Kerupuk tangguk khas Pamekasan memiliki ukuran sangat besar. Ukuran kerupuk tangguk paling kecil adalah 60 x 40 cm. Itu pun jika belum digoreng. Setelah digoreng, ukuran kerupuk bisa sebesar meja makan. Ada pula kerupuk tangguk berukuran 1x1 m.
Tentu tak mungkin mengonsumsi langsung kerupuk tangguk sendiri. Setiap lembar kerupuk ini nikmat dimakan beramai-ramai.
Kerupuk tangguk dibuat dari sagu hasil perasan singkong yang dikeringkan. Sagu kemudian dimasak diatas tungku api kayu bakar. Setelah bubur sagu masak, dilakukan pencetakan kerupuk diatas daun pisang baru kemudian dijemur. Tangguk siap digoreng dalam wajan dengan diameter lebih dari 1,5 meter. Tiap lembar kerupuk tangguk dihargai Rp 6.000.
Kerupuk tangguk diproduksi secara turun temurun sejak puluhan tahun silam. Meski tak ada sejarah pasti, kerupuk tangguk konon menjadi bekal utama warga Madura selama di perjalanan saat sedang merantau.
Kerupuk tangguk bisa tahan di tempat terbuka tanpa dibungkus selama tiga bulan.

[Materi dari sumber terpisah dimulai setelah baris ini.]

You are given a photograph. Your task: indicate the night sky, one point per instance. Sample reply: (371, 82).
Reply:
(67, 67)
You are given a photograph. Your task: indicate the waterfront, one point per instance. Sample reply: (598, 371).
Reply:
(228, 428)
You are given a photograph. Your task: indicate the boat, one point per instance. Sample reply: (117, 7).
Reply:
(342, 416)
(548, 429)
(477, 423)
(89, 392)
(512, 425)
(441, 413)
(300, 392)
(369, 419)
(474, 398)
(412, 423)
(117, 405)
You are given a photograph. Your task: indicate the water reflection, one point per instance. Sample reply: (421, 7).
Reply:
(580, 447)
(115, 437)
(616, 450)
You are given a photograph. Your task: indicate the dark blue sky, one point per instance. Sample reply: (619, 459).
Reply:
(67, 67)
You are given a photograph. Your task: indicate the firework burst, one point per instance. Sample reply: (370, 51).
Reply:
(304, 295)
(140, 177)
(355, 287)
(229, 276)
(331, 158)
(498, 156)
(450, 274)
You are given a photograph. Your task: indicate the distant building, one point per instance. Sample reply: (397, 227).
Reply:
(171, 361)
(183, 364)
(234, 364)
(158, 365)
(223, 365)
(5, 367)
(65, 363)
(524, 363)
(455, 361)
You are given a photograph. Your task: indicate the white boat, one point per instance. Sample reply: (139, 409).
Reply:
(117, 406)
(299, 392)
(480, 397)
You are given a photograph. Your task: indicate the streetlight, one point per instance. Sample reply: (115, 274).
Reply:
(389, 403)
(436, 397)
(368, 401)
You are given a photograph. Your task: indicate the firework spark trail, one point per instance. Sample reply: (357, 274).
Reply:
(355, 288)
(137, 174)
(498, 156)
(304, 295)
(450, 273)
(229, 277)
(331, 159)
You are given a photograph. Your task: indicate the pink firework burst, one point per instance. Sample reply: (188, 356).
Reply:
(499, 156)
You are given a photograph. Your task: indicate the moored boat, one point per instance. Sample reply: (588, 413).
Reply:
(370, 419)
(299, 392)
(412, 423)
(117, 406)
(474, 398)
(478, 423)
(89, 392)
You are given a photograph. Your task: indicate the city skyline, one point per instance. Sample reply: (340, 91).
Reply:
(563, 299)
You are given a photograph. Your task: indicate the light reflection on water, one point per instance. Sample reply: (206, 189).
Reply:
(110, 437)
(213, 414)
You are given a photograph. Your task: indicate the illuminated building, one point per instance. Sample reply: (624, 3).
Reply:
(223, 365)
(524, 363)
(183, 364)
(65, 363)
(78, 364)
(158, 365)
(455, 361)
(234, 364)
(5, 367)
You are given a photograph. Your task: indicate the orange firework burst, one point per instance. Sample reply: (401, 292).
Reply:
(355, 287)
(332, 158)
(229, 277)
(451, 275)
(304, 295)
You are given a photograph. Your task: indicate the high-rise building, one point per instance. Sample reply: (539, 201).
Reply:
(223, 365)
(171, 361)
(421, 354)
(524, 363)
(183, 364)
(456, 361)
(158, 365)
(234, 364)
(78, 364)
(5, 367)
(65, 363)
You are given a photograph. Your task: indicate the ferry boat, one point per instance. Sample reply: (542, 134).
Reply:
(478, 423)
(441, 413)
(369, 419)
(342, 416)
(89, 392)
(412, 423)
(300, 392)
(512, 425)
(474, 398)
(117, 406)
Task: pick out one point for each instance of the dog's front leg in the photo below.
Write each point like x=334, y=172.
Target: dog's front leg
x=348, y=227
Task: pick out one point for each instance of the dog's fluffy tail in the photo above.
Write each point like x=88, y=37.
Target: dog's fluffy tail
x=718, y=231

Bila melempem, kerupuk tinggal dijemur dan digoreng untuk membuatnya garing kembali.
Besarnya kerupuk juga disinyalir menjadi pelindung kepala dari panas ketika bertani. Sehingga seiring waktu kerupuk tangguk beralih fungsi sebagai pelindung kepala petani menggantikan caping. Itulah mengapa kerupuk dinamakan tangguk atau topi caping petani.
Selain kerupuk tangguk, ada pula kerupuk ikan super jumbo berukuran raksasa. Kerupuk super jumbo memiliki ukuran dengan diameter 40 cm. Bahan untuk membuat kerupuk dari terigu dan ikan ini sama dengan bahan untuk 9 kerupuk kecil serupa, yang digabungkan menjadi satu.
Kerupuk super jumbo diproduksi oleh industri rumahan di daerah Karawang, Jawa Barat. Satu kantong kerupuk seharga Rp 25.000, berisi dua buah kerupuk super jumbo di dalamnya.